What we're about
Find help and healing for the hurt of separation and divorce.
THIS IS NOT A DATING GROUP. We ask that participants do not date, especially when you are new to the group. (See below for dating policies.)
Whether you are divorced or separated or are contemplating divorce or separation, we can help.
Whether you are Catholic or Protestant, or Jewish, or another religion, it does not matter, we can help. (Many weeks we have several Jewish participants.) We do ask participants to be respectful of traditional Catholic beliefs and traditions on marriage an the family.
If you have been in a long term relationship that has or may be severed, we can help.
In the past we have had couples attend, and on occasion they have reconciled with the relationship advice from the counselors on the DVDs we play and discuss.
We do not judge, divorce is a difficult decision that is yours to make, only you know exactly what you are going through. But if you ask for advice, we will err on the side of reconciliation. Reconciliation is a process, an evolution over many years: reconciliation simply means you will be kinder and more civil towards your ex-spouse tomorrow than you were yesterday.
DivorceCare is a friendly, caring group of people who will walk alongside you through one of life’s most difficult experiences. Don’t go through separation or divorce alone.
DivorceCare seminars and support groups are led by people who understand what you are going through and want to help. You’ll gain access to valuable DivorceCare resources to help you deal with the pain of the past and look forward to rebuilding your life.
You don’t have to go through it alone.
Most people will tell you that separation and divorce are the most painful and stressful experiences they’ve ever faced. It’s a confusing time when you feel isolated and have lots of questions about issues you’ve never faced before.

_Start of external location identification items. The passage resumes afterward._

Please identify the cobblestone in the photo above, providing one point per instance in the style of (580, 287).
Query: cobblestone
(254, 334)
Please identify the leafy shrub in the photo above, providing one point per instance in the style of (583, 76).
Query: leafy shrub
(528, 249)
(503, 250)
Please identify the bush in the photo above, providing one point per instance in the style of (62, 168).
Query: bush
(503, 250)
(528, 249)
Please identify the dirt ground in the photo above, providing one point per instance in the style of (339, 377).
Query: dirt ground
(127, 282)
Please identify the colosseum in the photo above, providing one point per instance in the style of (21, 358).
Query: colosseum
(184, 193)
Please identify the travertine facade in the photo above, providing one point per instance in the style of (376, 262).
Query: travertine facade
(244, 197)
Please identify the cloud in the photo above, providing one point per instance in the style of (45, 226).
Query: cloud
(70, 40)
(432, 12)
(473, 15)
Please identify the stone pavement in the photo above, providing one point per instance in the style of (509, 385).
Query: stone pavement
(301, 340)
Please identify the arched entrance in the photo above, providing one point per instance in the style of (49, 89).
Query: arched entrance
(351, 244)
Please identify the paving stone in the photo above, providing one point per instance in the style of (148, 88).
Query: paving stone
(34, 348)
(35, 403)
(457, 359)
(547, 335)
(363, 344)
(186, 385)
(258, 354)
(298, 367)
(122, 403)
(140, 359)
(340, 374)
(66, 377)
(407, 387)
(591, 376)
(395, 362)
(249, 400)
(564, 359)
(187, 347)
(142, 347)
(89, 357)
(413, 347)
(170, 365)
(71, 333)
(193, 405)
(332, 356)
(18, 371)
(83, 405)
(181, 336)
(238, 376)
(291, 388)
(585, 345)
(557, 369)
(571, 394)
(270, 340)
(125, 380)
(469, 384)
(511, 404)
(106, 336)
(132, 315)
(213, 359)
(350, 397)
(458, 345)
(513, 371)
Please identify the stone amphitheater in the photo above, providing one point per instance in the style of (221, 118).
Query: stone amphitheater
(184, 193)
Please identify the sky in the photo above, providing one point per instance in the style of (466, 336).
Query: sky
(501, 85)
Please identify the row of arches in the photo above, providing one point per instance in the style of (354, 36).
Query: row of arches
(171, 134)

*** NOTE: You do not need to join or RSVP to attend a DivorceCare group. We encourage you call the event organizer before you attend your first session as a courtesy, and so you won't feel like a stranger.
DATING AND NEW RELATIONSHIPS, AND KEEPING THE GROUP SAFE
THIS IS NOT A DATING OR SINGLES GROUP. DivorceCare recommends that their support groups forbid dating amongst the participants in the group.
If you are already dating, both partners are welcome to attend our sessions as long as their behavior does not disrupt the group dynamics.
You should place the feelings and needs of the other people above your own in these matters. The DVDs suggest as a general rule that someone who is divorced needs one year to heal for every four years of marriage. AT A MINIMUM someone should go through the cycle once or twice before even thinking about dating.
Which is why we do not permit members to email other members who they do not know well.
We will also not approve members who want to join to date or have inappropriate profile pictures (i.e., bikinis) or grossly inappropriate information in their profile.
DESCRIPTION OF DVDs:
DivorceCare groups meet weekly to help you face these challenges and move toward rebuilding your life. Each DivorceCare session has two distinct elements:
A Seminar with Experts
During the first 30–40 minutes of the meeting, each DivorceCare group watches a video seminar featuring top experts on divorce and recovery subjects. These videos are produced in an interesting-to-watch television magazine format featuring expert interviews, real-life case studies and on-location video.
You can see descriptions of these videos in the ABOUT section after you join the group.
A Support Group with Focus
After viewing the video, DivorceCare group participants spend time as a support group, discussing what was presented in that week’s video seminar and what is going on in the lives of group members.
The previous text was from the Divorce Care website:
Divorce Care is a mostly Baptist group who has developed the best divorce course the Miami Catholic Archdiocese has found for their divorce ministries. This is a Christian course, and the emphasis is on improving relationships. You do not need to be Catholic to attend, we have had Jewish attendees in the past.
Many other Catholic and Protestant churches in southeast Florida sponsor a divorce care group. These are listed at:
ABOUT THE ORGANIZER
Like most meetup groups, this meetup site maintained by an individual, Bruce Strom. The church has no role in maintaining this website.
He did not start the Divorce Care group, it has been meeting for several years at St Maximilian Kolbe Catholic Church.
This meetup group is private to keep the members identities private, to minimize unwanted emails.
For more information, please contact Elaine at 954-270-4116.
POLICIES FOR THIS MEETUP GROUP:
1. You do not need to join the group to participate in the meetings, and you do not need to RSVP, as you may want to keep your attendance confidential. But we do ask that you email the event organizer if you plan to attend as a courtesy.
2. You can only email those people in the group whom you know, unless you are assisting with a meetup event.
3. Please let the organizer know if you receive unwelcome emails or advances.
4. Everything said in the group meetings is confidential. What you hear in the group stays in the group. No gosssipping allowed. At all times your behavior must be courteous.
5. Profile pictures are not required, but please no glamour shots, bikinis, or all-skin pictures. Your profile should not contain grossly inappropriate content.
You should not post anything you would not embarrassed for your employer, children, parents, priest/pastor, or close friends to see.